In response to increasing numbers of people leaving organized religion, Kauder also criticized the churches in Germany for not proselytizing enough. In 2011, he condemned Turkey's record on religious freedom and suggested that EU accession talks with Turkey should be suspended until the country supports the rights of Christians to ordain priests.

Kauder raised eyebrows in January 2005 when he compared draft anti-discrimination legislation to Nazi and Communist laws, arguing that the legislation would require people to hold the same political attitudes. In September 2013, Claudia Roth of the Green Party criticized Kauder for his voting against the criminal liability of rape within a marriage in 1997.

In an interview with the German newspaper Frankfurter Rundschau in December 2010, Kauder argued against the right of adoption for homosexual couples, his reasoning being that he doesn't "believe that children would like to get raised in a homosexual partnership." His position regarding this topic was explained by several German media outlets with his closeness to the evangelical organisation Deutsche Evangelische Allianz.

When the Federal Constitutional Court of Germany ruled the unequal treatment of registered civil partnerships and married couples regarding income splitting for spouses unconstitutional in May 2013, Kauder expressed that with his party, there will not be any equality of traditionally married couples and homosexual partnerships. In June 2017, he voted against Germany's introduction of same-sex marriage.

===European integration===
Kauder's criticism of British opposition to the introduction of a financial transaction tax, to curb speculative trading in financial markets, was seized upon by British media in 2011 as an indication of a dire confrontation between the two governments of Germany and the United Kingdom. He courted controversy the same year when he declared, in the context of ongoing European austerity measures, that, "Suddenly Europe is speaking German."

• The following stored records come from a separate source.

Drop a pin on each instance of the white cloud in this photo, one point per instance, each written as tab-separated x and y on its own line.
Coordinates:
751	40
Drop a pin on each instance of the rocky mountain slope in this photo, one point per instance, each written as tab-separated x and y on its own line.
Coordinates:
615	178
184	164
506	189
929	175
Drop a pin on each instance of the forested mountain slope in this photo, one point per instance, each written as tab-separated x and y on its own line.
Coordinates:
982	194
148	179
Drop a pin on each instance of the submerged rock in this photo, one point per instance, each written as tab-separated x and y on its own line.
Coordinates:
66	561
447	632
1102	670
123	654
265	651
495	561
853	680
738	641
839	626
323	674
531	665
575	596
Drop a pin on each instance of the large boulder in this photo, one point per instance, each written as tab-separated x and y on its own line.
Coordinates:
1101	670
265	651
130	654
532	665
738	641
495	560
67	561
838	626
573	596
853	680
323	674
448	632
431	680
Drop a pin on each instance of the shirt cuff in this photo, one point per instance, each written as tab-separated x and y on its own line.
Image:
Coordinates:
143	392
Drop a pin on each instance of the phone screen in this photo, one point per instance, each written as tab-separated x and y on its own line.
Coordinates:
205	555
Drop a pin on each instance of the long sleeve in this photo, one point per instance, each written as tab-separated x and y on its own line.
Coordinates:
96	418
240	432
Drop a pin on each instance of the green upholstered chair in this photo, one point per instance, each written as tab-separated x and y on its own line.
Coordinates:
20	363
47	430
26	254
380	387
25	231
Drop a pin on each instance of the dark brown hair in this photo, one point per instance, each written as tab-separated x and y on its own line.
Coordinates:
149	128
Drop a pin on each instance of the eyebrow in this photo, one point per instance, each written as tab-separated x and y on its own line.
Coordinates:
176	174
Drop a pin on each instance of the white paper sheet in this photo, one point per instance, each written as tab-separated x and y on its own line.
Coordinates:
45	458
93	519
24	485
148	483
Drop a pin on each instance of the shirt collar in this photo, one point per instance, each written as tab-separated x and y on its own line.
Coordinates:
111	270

In 2012, Kauder criticized the European Central Bank's measures to buy the debt of troubled eurozone states that request a European bailout and fulfill strict domestic policy conditions, arguing that "the ECB has reached the border of what is permitted, also because it is moving into the area of state financing."

In discussions on whether there would be a renegotiation of France's 2015 deadline for bringing its deficit in line with the EU Stability and Growth Pact’s limit of 3 percent, Kauder said in a parliamentary debate that it was "high time that everyone understood that we must uphold the rules that we have adopted as law".

In August 2014, Kauder called for the EU to adopt common arms export regulations, saying there would be an increasing number of European defense companies in the future, "especially German-French ones."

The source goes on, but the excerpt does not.